Hello @Kyvas … are you talking about the University of California, Berkley? I am a transplant and there are so many colleges here. But yesterday I did a search of my PPO approved doctors!? And none were from Colleges? We are really unhappy with our Blue Sheild PPO because it is acting more like a HMO than a PPO. I could go to L.A. or S.F. and possibly get a teaching college, yet here, all the Urological Surgeons are attached to one of the big hospitals. One guy I’ve already been to (who was listed in Best Doctors ) and he said that I just had to learn to live with it and that I should go back to the Dr. that did my “incorrect” reversal (as I’ve learned on these boards)., to which I said “thanks a lot (Best Doc?)” and left! The insainity of it all is what bugs me the most. If i would ask one hundred men “where would it hurt most if i kicked you right now?” I’m pretty confident I could get in the 80 to 90percentile region that testacles would be in part of their answer…BUT! All of the Urologists that I have tried to discuss this problem with, act like I’m a wimp or something is wrong with my head… I know that they are not tellimg the truth…but they seem so aloof so distracted (like they are hiding something) I can’t seem to find anyone I can trust!
I actually read on one board where this one guy who had done a rather large survey, said that he was pretty sure it was a certain body type, with a certain amount of hair and a certain sex drive that come down with PVPS…I think his study is as valid as the urologists that i’ve spoken too. I’ll send this now because I always type too much. Thanks for the discussion.
I hope my question is clear…
My question is this, was the procedure correctly done, but your outcome was bad?
Or did the doctor perform the surgery incorrectly resulting in the bad outcome?
#1 is an “acceptable” risk, #2 is due to an incompetent surgeon which is not acceptable.
I don’t know if you could answer this, but what went wrong? Did he use a sonogram to guide procedure? In other words did he do too much cutting in the area to cause the damage?
What is used to do cutting? A laser? Or a surgical knife?
@SirPaulMuaddib…i wish i knew if the operation was done correctly. My surgeon never checked if there were sperm present after the operation. He didn’t even ask me if i wanted it done. And he took “no” pictures of the proceedure. He seemed like he was tired out from working too hard (it was a 4+ hour surgery). When I called him for the 3rd time weeks later after surgery (to let him know that i wasn’t doing very well) he told me that he had another guy that had the same surgery and he was fine.

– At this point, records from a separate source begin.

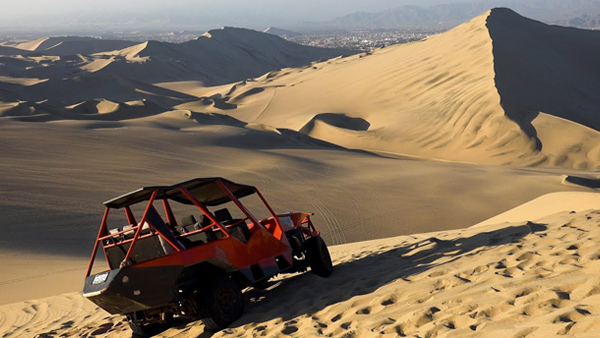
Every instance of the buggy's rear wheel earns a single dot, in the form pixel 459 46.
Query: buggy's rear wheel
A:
pixel 318 256
pixel 220 303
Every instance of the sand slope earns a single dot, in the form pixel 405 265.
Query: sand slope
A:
pixel 469 94
pixel 534 279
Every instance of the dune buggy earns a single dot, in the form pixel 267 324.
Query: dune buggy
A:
pixel 195 266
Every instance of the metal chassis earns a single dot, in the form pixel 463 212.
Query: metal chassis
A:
pixel 303 222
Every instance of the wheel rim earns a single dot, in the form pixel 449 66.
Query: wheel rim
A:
pixel 226 301
pixel 326 256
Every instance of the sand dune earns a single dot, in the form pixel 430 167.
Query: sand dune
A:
pixel 71 45
pixel 528 278
pixel 454 96
pixel 409 140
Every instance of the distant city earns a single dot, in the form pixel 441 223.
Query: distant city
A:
pixel 358 39
pixel 364 39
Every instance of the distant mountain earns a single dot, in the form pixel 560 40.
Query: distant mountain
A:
pixel 280 32
pixel 579 13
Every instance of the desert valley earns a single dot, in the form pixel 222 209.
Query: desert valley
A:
pixel 454 178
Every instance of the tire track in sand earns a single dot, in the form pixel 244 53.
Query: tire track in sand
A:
pixel 336 230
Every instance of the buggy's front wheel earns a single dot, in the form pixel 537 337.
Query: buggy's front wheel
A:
pixel 318 256
pixel 220 303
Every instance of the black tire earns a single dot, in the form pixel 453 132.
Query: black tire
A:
pixel 318 256
pixel 220 303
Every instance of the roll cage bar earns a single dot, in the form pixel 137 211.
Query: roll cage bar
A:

He also said that perhaps I am just overly sensitive…so no, i doubt wether the surgery was done correctly. He seems like he skipped a lot that other doctors do… And he made me worse off than i was before i went in for the reversal and he insulted my self esteeme by infering that i was a chronic complainer. Does this answer your question? Oh yea and He used a knife and he had bragged that his microscope was soo good that he didn’t need anything else! This was earlier when i had asked him if he used a daVinci system or not.